2.2.5. In practise, entry of RTA constraint needs to be done quite early in a cruise phase, before top of descent (TOD) to be achievable. The top of descent is calculated by FMS VNAV to be the point where most optimum descent from cruising level would commence. For correct calculation, the FMS needs to “know” the expected lateral route including the Standard Instrument Arrival (STAR) and the landing runway.
2.2.6. In some FMS ́s RTA can be entered already on ground before departure. In this case FMS calculate and display the take off time, or time window, which would enable RTA to be achieved.
2.2.7. Correct wind information from several altitudes is crucial for FMS to be able to meet the required time. The typical FMS uses wind direction and speed from three to six altitudes in its VNAV calculation. Wind data could be entered manually by pilots or uplinked from company database. Typically, some forecasted wind data is used, which could be considerably different from actual conditions. This wind variation can cause RTA constraint to be missed.
2.2.8. If, at any point, FMS calculates that RTA is not achievable within tolerance, it gives an error message (e.g. “RTA ERROR” or “RTA UNACHIEVABLE”) and also displays the time difference.
2.2.9. The tolerance on how precisely time constraint is achieved differs between FMS types. Usually a tolerance of ± 30 seconds is supported. Most sophisticated FMS’ allow crews to modify the tolerance to any value between ± 5 and 30 seconds. A tighter tolerance makes it increasingly more challenging for the FMS to achieve RTA reliably. A tolerance of ± 30 seconds would allow the FMS to correct for wind variation quite smoothly. FMS algorithms might use greater tolerance value for calculation when long distance (e.g. 2000NM) remains to the waypoint.

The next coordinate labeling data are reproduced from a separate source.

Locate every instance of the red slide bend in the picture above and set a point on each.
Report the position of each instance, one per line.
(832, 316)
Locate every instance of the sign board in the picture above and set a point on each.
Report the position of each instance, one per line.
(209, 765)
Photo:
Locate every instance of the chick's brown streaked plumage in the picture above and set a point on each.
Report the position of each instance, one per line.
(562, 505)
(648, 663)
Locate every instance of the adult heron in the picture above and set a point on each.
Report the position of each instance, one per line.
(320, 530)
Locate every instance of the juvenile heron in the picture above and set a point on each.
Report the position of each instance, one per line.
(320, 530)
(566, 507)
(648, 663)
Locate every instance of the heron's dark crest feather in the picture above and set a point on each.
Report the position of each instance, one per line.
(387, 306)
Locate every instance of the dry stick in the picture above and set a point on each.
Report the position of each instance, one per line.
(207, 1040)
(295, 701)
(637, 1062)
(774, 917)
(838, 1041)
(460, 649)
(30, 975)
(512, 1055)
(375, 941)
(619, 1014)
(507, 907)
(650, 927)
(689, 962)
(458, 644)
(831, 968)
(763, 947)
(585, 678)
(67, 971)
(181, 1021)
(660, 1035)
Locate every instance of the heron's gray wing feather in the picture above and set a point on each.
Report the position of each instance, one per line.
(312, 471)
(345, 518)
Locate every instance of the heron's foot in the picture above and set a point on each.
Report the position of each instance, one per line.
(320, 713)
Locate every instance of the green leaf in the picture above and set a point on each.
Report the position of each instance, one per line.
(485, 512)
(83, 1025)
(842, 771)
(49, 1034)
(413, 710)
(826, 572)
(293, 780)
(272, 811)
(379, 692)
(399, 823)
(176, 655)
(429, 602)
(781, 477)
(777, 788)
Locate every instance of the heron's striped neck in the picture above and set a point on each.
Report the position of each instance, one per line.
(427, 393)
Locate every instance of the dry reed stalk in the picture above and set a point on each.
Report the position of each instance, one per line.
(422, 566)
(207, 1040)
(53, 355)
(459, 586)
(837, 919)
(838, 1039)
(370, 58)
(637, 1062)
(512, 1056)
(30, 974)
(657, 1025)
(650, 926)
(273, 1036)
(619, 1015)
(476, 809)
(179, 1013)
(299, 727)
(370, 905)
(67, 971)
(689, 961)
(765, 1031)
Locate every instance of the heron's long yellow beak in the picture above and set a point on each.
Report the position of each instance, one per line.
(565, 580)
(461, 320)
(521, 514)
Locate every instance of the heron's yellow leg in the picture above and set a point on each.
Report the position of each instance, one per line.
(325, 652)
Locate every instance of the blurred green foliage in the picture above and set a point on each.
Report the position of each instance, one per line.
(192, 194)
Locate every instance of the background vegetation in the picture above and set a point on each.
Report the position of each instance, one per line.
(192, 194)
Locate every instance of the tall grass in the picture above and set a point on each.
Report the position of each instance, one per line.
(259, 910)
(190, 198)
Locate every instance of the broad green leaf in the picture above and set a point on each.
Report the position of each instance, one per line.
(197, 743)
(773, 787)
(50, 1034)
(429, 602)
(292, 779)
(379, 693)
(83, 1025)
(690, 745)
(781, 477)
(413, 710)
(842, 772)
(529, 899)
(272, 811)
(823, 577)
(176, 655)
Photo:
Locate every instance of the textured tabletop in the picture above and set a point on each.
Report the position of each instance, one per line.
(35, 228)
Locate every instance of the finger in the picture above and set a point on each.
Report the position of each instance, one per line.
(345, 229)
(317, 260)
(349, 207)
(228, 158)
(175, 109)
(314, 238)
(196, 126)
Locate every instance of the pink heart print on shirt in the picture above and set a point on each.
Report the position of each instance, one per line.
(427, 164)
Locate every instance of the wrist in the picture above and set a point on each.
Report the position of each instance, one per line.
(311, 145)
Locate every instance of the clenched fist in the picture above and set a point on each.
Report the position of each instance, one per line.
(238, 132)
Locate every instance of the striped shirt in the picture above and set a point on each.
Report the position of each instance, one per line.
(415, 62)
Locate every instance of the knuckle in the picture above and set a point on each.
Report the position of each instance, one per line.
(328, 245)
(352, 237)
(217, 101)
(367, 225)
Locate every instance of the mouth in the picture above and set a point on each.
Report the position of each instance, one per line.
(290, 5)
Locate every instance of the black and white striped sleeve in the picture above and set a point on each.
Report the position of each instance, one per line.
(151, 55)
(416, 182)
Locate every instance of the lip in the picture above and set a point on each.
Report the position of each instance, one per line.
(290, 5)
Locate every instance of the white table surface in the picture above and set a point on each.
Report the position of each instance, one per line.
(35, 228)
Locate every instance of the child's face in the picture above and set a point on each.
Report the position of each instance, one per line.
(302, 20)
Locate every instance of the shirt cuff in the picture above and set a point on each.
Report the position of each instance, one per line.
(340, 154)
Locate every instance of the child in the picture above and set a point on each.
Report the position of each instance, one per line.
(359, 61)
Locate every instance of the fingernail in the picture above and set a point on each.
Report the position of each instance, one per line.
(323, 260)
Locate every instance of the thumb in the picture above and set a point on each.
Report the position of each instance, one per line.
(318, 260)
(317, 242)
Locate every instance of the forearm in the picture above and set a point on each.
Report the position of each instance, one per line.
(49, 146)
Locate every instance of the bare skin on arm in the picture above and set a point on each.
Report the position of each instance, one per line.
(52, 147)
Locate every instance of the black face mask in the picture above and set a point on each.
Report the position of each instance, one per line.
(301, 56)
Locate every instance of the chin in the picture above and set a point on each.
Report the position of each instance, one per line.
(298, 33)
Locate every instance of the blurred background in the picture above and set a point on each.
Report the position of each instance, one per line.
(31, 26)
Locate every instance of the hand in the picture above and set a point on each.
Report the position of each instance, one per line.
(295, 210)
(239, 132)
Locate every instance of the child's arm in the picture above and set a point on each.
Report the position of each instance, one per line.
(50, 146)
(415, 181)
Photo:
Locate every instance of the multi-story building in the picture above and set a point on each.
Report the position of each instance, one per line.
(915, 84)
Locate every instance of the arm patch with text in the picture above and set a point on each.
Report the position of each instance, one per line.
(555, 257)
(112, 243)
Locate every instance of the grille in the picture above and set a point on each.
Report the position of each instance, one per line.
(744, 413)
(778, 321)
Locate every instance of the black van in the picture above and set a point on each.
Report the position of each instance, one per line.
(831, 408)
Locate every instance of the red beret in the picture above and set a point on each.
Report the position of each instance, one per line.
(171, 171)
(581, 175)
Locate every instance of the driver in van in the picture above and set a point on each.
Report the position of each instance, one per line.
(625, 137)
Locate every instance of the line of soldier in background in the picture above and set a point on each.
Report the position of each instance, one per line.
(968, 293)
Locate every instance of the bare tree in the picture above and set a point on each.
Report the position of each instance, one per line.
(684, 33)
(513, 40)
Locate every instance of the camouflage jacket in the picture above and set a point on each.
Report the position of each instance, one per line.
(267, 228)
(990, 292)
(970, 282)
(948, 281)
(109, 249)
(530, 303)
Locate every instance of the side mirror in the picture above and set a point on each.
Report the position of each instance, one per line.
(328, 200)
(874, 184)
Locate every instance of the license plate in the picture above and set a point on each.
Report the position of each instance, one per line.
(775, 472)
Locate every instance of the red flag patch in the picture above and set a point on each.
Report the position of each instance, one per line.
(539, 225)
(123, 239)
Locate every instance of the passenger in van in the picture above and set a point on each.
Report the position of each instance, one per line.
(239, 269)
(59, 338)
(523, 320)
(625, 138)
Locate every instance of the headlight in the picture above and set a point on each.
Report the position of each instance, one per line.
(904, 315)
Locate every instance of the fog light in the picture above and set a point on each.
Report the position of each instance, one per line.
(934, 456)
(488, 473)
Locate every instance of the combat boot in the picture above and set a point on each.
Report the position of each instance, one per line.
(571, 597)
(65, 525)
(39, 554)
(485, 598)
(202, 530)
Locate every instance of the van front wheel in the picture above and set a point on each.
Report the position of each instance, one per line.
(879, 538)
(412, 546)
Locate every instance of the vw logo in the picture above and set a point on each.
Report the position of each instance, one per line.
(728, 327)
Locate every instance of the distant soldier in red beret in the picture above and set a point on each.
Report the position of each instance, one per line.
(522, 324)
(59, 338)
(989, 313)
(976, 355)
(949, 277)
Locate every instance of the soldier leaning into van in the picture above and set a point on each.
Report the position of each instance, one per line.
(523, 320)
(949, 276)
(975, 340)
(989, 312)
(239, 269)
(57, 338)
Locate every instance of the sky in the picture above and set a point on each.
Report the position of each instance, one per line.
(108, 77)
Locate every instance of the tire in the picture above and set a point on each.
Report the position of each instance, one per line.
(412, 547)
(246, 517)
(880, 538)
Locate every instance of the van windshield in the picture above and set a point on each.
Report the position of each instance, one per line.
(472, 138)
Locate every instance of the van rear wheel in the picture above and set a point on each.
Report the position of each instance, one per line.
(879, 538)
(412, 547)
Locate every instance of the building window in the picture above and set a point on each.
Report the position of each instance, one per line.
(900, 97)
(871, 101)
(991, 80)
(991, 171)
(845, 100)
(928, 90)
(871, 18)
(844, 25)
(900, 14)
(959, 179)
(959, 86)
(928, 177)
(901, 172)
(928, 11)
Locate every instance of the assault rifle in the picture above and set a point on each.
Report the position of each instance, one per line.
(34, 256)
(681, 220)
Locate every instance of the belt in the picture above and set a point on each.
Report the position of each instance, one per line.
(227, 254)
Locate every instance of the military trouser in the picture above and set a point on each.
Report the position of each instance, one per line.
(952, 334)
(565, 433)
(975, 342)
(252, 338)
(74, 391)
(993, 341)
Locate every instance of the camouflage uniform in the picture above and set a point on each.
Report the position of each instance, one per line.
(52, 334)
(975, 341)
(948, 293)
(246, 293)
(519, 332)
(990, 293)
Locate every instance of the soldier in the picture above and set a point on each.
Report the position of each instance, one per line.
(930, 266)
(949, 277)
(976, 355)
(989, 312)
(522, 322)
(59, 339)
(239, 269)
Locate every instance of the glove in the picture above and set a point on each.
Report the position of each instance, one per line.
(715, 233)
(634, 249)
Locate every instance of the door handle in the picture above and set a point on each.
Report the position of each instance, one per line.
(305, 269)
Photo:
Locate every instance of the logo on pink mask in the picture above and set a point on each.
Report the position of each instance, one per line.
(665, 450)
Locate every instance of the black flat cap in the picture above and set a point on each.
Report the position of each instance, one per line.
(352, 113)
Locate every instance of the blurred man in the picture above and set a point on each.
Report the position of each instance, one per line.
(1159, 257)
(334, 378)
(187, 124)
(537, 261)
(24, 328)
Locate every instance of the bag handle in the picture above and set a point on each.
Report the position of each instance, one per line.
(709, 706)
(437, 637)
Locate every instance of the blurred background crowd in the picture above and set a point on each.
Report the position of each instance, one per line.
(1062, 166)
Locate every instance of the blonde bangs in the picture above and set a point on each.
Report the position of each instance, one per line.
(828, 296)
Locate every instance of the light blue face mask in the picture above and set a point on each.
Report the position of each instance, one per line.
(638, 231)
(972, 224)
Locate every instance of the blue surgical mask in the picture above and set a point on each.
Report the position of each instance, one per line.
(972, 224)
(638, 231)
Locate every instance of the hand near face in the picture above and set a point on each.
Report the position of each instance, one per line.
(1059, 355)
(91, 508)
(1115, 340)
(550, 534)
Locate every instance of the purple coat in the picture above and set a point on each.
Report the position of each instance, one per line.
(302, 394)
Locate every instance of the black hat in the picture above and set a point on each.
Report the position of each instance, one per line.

2.2.10. Usually RTA may be entered at any waypoint on the flight plan in the FMS. Constraint can be “AT”, “AT OR BEFORE”, or “AT OR AFTER”. Time value can be entered in accuracy of seconds.
2.2.11. Current FMS types support entry of the RTA constraint to one waypoint only. If a constraint is entered to another waypoint, the previous one is deleted.
2.2.12. The time constraint is also deleted if aircraft enters a holding pattern, executes a go-around or suffers an engine-out situation.
2.2.13. The time reference used in FMS is typically the GNSS time. However, some older aircraft require manual input of time in their FMS. Also, some FMS is rounding the GNSS time to a nearest minute. According to ICAO Annex 11 ± 30 seconds time accuracy is needed in general operations and ± 1 second if datalink communications will take place.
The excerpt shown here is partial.